The third result is formation of different social groups in the villages, which unfortunately is very difficult to be analyzed. The houses
for the time being, in most cases have been published without inventory because of the horizon (settlement) archeology, as well as
the instance from Vinitsa shows the houses were intentionally cleared before the fire. Then, we have again to rely on the burial data
and I will leave this point for further consideration after publishing the Durankulak cemetery that might provide new evidence and
referring for the time being to the analyses of John Chapman.

In compare to earlier prehistory, it occurs than neither Vinitsa nor Ovcharovo and Golyamo Delchevo report community house or
chief house. We will presume that in the pattern of the Late Copper Age communities should be some special attention to such
houses. Starting from Early Neolithic we have evidence for community house in the villages (e.g. Rakitovo). Then, it appears the
social evolution during Late Copper Age develop toward formation of big cult centers outside the villages. Possibly Dolnoslav near
Plovdiv was such cult center but unfortunately it was so controversially excavated that we would say for the best for prehistoric
archaeology regarding this site because of missing of funds the excavation could not continue.   
According to the preliminary information, a house of chief was documented at Durankulak that was renovated during several stages
of the occupation of the village.

The final episode of the Later Copper Age and Early Bronze Age social models have been discussed in series of my published
studies, then I will continue with discussion and further considerations regarding the above points and including also Later
Prehistory case studies:

1. The prehistoric households are anonymous. And the continuity of the place of the occupation of several generations is not only
case study of the Karanovo I-II site, but also an explanation model for the tell formations and the long-term traditions of the ceramic
styles. We have white painted style about 500 years that was gradually changed by encrusted style and later by graphite style. All
variations were in these simple systems that totally dominate over vast territories. If the house architecture depended on the
geography, climate and natural environment, the ceramic styles indicated household pattern and it appears the Balkan prehistoric
household followed community pattern and there were many variations between the households, but as components of one and the
same systems. These variations can be argued by the comparative analyses of the house pottery, e.g. Vinitsa 2. They can include
variations of the types and/or ornamentation, as well as in the quantity of the vessels.

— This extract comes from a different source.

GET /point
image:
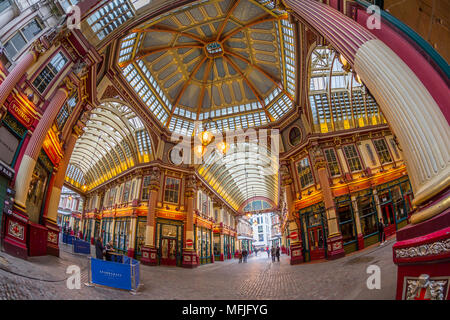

2. For the time being, it is impossible to argue an inductive social model of evolution in the Balkans. Opposite is true. It is easy to
argue a deductive social model: from egalitarian (Mesolithic) toward early, developed and late complex society (Neolithic and
Copper Age).

3. The archaeological complex evidence documents the villages of the communities, the economic activities and cultural pattern.
However, the household archaeology as archaeology of the family (nuclear and extended) is just at the initial stage of development.
The past and recent archeologists usually deal with architecture, with axes, ceramic styles, with types of metal artefacts, with types
of burials. The historian of the household deals with home, interior, archaeologized things in the houses (in other words things that
were left intentionally, things that were burnt intentionally or accidentally, things which were broken and left in the house etc.).
However, in most of the cases in the publications all these artifacts were artificially separated from the home of the family. Then,
dealing with isolated complex records, the household archaeology still rely heavily on the settlement archaeology which is
unfortunately not very productive regarding social models and interpretations. The settlement archaeology defines spatial models
but it should imply the household archaeology methods and techniques.

In conclusion, it can be expected that development of the household archaeology will considerably contribute to the more complex
social models and more detailed social history of the earliest Balkan village and communities.